There are many, many quotations in this book of people saying how great she is. Glowing reviews of her time as a singer in residence at the Bon Soir club in New York, where someone predicts (accurately) that she’s going to EGOT, and of her early Broadway musical roles, like I Can Get It for You Wholesale and Funny Girl. Her audition for the former was apparently so good that the producer said to one of the stage managers, “Don’t let her go. In fact, lock the door.” Praise for her performance is also the beginning of her first marriage, to the actor Elliott Gould, who rang her up after this audition and said, “I’m Elliott Gould. I was there this afternoon and I thought you were brilliant,” before hanging up. It began to piss me off, all this tooting of her own horn.

It was only after the fifth hour of reading that I decided I had to actually see what all the fuss was about. So I watched Funny Girl. And I couldn’t take my eyes off her. She has a charisma that blinds you. Then I watched The Way We Were, then A Star Is Born, all in one weekend. If I wrote a memoir, would I pack it quite so full of people saying I’m amazing? Probably not. But I wouldn’t be able to. She can, because for a good 60 years, people haven’t been able to stop saying it. And they’re right. She is, plainly, jaw-droppingly talented.

And the majority of the massive length of the book doesn’t come from her parroting praise for her work. It comes from the enormous level of detail she goes into about her process: crafting the performances of songs for her albums, then, later, how she works as a director, shot by shot, down to the individual lenses on the cameras. It is around here, in my ninth hour of reading, when Streisand recounts the story of her directorial debut, Yentl, that I felt the first dangerous flickerings of a full-blown obsession. What do you mean she also wrote, starred in, and produced it? What do you mean she draws her own clothes and then asks Donna Karan to make them for her? What do you mean she wanted a Modigliani painting so badly that she taught herself to paint and made her own replica?!

The cover of My Name Is Barbra.
Viking

I thought back to my first impression of her, picked up by cultural osmosis, that she was a diva. The portrait of Streisand that comes through in this memoir is one of someone who needs and demands creative control of her work. She micromanages her albums, her TV specials, her films. Like many of the characters she plays, Streisand wants everything and isn’t going to settle for less. It kills more than one of her relationships, her obsession with her work, but she chooses the work. I guess this is what culture does to women artists who are too good at what they do: call them difficult. It comes up in the book again and again, and, understandably, she still has a real bee in her bonnet about this stuff. While shooting Yentl, rumors go ’round in the press that she’s demanding and difficult to work with. The British production staff writes a letter to the London Times saying otherwise, she tells us, but it is never printed.

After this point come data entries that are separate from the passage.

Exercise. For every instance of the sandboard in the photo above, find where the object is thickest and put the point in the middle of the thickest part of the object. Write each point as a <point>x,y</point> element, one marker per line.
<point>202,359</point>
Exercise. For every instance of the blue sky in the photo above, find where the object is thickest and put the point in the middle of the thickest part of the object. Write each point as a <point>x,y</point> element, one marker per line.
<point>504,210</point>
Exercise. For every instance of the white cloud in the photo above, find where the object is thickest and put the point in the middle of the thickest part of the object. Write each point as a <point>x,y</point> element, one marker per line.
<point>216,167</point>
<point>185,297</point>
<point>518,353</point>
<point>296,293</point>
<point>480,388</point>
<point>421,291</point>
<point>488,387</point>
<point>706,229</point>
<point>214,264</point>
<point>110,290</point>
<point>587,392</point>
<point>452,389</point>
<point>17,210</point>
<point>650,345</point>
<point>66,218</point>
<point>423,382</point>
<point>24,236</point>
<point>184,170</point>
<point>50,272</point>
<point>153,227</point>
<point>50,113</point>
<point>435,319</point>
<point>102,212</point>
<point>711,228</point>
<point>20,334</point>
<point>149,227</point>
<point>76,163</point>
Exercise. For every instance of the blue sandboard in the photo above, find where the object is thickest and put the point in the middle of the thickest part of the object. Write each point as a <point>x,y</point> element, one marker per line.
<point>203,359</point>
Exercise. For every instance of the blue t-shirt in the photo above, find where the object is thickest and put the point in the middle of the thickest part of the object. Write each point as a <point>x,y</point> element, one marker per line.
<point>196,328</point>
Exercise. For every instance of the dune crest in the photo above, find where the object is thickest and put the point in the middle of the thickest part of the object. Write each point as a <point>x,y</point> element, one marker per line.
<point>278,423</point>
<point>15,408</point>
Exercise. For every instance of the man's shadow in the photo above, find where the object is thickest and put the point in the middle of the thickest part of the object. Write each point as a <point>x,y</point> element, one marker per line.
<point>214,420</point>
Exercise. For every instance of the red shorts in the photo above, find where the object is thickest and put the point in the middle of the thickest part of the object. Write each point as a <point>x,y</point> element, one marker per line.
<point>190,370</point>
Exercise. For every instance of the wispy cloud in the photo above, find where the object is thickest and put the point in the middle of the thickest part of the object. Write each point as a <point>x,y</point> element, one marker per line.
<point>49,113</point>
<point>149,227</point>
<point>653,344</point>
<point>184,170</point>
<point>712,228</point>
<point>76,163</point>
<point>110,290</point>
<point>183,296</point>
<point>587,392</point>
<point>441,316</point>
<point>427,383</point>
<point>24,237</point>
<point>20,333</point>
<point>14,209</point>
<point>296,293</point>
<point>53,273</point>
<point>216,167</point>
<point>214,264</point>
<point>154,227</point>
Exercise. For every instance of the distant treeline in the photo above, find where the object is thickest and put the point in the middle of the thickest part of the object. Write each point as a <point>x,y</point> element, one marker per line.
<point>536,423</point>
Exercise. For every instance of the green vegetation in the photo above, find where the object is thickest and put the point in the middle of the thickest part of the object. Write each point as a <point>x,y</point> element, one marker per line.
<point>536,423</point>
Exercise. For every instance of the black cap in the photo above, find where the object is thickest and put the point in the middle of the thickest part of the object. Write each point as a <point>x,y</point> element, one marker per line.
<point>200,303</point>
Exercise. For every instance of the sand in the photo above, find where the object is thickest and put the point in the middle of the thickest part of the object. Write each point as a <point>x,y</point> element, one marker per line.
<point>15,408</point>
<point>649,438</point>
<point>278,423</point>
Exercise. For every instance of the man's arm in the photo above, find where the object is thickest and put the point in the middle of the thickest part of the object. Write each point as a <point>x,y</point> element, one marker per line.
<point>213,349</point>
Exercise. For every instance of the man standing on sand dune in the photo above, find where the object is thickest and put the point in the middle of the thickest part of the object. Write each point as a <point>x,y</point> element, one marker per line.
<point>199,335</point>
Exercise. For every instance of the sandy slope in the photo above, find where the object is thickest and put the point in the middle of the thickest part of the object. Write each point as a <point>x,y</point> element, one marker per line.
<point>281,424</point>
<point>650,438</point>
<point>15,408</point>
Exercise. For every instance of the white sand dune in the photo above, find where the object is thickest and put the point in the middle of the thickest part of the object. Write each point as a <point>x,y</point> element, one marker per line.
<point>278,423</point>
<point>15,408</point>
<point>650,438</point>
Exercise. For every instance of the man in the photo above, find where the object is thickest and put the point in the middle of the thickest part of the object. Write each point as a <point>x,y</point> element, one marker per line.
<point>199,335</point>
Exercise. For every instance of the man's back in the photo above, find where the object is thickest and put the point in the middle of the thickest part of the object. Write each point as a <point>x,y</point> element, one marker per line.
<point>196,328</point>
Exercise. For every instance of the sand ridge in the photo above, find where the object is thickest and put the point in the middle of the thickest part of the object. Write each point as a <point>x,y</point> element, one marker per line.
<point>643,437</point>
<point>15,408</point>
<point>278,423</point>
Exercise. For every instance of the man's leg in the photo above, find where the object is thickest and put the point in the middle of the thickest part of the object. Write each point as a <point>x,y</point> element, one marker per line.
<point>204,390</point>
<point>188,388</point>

There is also plenty of celebrity gossip to sustain you along the way. She had romances with Marlon Brando, Canadian Prime Minister Pierre Trudeau, and a 28-years-younger Andre Agassi, to name a few—all before her current, blissfully happy 25-year marriage to James Brolin—and she can’t remember whether she slept with Warren Beatty, but it’s possible. There is her fascinating and tragic relationship with her mother, too, a woman who could never bring herself to express pride in Streisand. And as a casual reader, you need these juicy bits, because there is a lot of more-technical material here for the true film and musical theater nerds. But as the 10th hour slid into the 11th, then the 12th, my primary feeling wasn’t boredom. It was fandom. Long live Barbra Streisand. May she write 1,000 pages more.